Thursday, January 24, 2008

Educational Biases

A must read article… thanks FrontPage (props)

Princeton's One-Party State

By Michael Juel-Larsen and Josh Oppenheimer

DailyPrincetonian.com | Thursday, January 24, 2008

All Princeton faculty members who have given to 2008 presidential candidates so far have donated to Democrats, according to federal records of donations to presidential campaigns from Princeton University employees.

Sen. Barack Obama (D-Ill.) is the runaway favorite candidate among those donors, having received $12,050 from Princeton employees. Sen. Hillary Clinton (D-N.Y.) drew the second-highest total contributions from Princeton faculty and staff with $5,600. Other donations have gone to candidates including former Sen. John Edwards (D-N.C.), Gov. Bill Richardson (D-N.M.) and Sen. Chris Dodd (D-Conn.).

In total, donors who listed the University as their employer have given $23,700 to presidential campaigns in the current election cycle. Of that, $21,900 — 92.4 percent — has gone toward Democratic candidates.

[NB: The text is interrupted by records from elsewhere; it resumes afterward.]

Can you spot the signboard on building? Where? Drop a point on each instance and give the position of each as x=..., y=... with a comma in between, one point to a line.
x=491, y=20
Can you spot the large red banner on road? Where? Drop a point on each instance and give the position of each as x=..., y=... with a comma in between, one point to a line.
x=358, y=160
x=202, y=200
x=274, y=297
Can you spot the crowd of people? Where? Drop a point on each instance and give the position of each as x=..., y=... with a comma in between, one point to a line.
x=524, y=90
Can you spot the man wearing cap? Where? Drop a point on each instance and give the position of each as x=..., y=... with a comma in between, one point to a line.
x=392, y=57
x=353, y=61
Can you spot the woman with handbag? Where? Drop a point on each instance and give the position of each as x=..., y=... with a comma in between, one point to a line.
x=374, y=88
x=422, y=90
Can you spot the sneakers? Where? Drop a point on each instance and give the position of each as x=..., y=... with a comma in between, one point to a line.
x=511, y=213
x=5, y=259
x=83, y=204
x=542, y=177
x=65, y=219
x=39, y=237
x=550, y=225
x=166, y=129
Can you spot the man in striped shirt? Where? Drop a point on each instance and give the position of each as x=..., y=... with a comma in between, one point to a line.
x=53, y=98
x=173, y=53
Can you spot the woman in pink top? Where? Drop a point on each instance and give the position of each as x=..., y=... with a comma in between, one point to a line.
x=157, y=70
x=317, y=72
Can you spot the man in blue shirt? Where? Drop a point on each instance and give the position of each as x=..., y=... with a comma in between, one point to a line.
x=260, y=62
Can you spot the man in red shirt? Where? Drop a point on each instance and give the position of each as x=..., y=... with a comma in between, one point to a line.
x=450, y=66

Federal Election Commission records list any donation over $200 to a political organization or candidate and are public by law.

Rep. Ron Paul (R-Texas) is the only Republican candidate to receive donations from Princeton employees so far, receiving a total of $1,800 from a graduate student and a Public Safety officer.

Princeton employees' overwhelmingly high support for Democratic candidates — 90 percent of donors who listed the University as their employer gave to a Democrat, and no professors donated to the GOP — outpaces its peers. The Harvard Crimson reported that 86 percent of Harvard professors' contributions went to Democrats, while according to Georgetown's student newspaper, The Hoya, 75 percent of the donations made by the school's employees went to Democratic candidates.

The statistics of political giving at Princeton mirror larger trends at campuses across the country. Inside Higher Education reported that Obama is the "clear favorite of academics," having received over $2.1 million from them.

Electrical engineering professor Stuart Schwartz, who has been on the faculty for 42 years and donated $400 to Richardson, said he doesn't think Princeton's numbers are representative of the faculty's usual political composition.

"I just think this is an unusual year," he said. "And maybe the Republican faculty are holding back and the Democrats are just so anxious to get their candidates in a good position. I don't think [the lack of support for Republican candidates] will hold up. That's not this faculty; there's a mix. I think the majority are Democrats, but I think there's a mix."

Other professors said that donations don't often come up in faculty conversations and aren't a source of tension among faculty members. "To be honest, I don't talk politics on campus," said physics professor Chiara Nappi, who gave $1,000 to Edwards last September. "I'm too busy doing my work."